One possible mechanism that may underlie these findings is that increased activity in dopaminergic pathways is related to increased impulsivity and a corresponding reduced ability to control impulses for many behaviors, including smoking [26,27], drug abuse [28], feeding [29], and depression-induced attempted suicide [30]. A common measure of impulsivity in humans is delay discounting in which participants are given the choice between one large delayed reward and one successively smaller immediate reward [31]. To quantify impulsivity indifference points are typically computed [32], which is the point at which participants switch from choosing a smaller immediate reward to choosing a larger delayed reward; choosing the smaller immediate reward is the impulsive choice; choosing the larger delayed reward is the self-controlled choice [33]. In the present study, a single indifference point was computed for each participant, to limit the number of trials each participant completed, and so that a single dependent measure could be compared across categorical groups.

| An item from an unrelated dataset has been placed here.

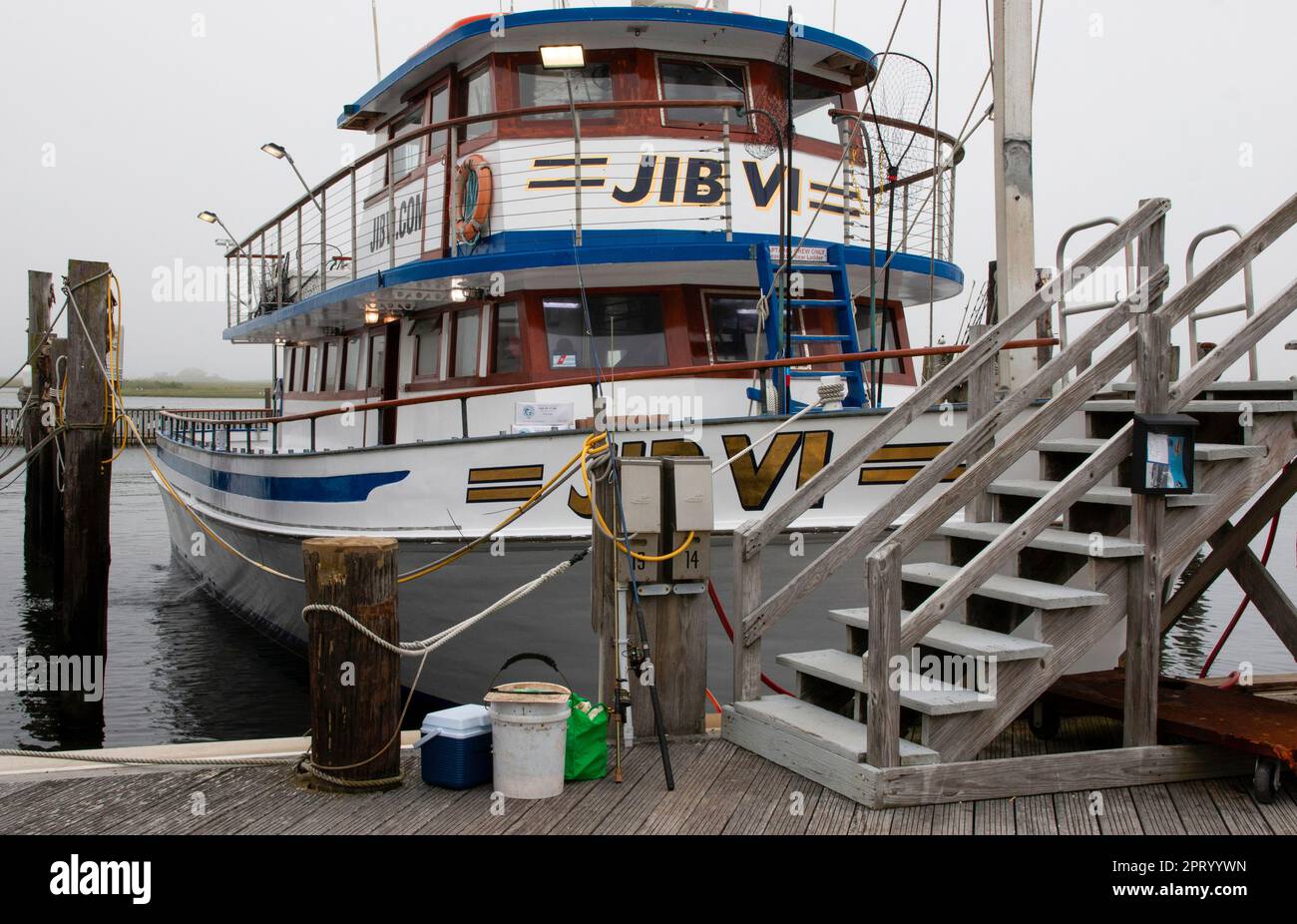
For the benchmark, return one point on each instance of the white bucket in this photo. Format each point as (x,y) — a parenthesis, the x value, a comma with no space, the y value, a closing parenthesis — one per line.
(528,738)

While much is known about the overlapping neurobiological mechanisms between depression and obesity, relatively little is known about the influence of “self-control” on the bi-directional risk between obesity and depression. In the present study, we specifically tested “self-control” using food items as choices in the delay discounting procedure to evaluate its relationship with depression and BMI characteristics. One hypothesis is that those with depression have a reduced ability to control their food choice specifically for “comfort” foods that can stimulate these brain reward regions. Thus, those with depression may make more impulsive food choices in a delay discounting task. A corollary to this hypothesis is such a finding may be most prevalent among those with atypical depression [34] and participants who are obese, which was tested here with an analysis for the clinical and statistical significance of the relationship between self-control of food choice (measured by delay discounting), obesity (measured by BMI), and depression (measured by the HAMD [35]) for each of four food types (a dessert, fried food, fruit, and vegetable).
Method
Participants
All participants were adults who signed a written informed consent. The St. Bonaventure University Institutional Review Board (IRB) approved the protocol for this study. IRB Approval number: IRBSP14-08. A total of 92 university undergraduate students (32 men, 60 women) were recruited through university classroom visits and sign-up sheets. The following participant variables are summarized by sex and depression category in Table 1: height, weight, age, and BMI. In an initial screening phase, participants reported that they were in general good health with no significant physical or doctor diagnosed food allergies, pregnancy, or dietary restrictions. Subjects with and without current depressive symptoms were permitted to enter the study. None of recruited participants were on psychiatric medications. Participants were told during the initial screening phase not to eat within two hours of the study. Because hunger states can influence food choice and intake [36, 37], participants who ate within two hours of the study were excluded from data analyses; hunger was further added as a covariate in statistical analyses. All participants identified that they were familiar with, had consumed, and generally liked the foods for which they were asked to evaluate in the delay discounting task.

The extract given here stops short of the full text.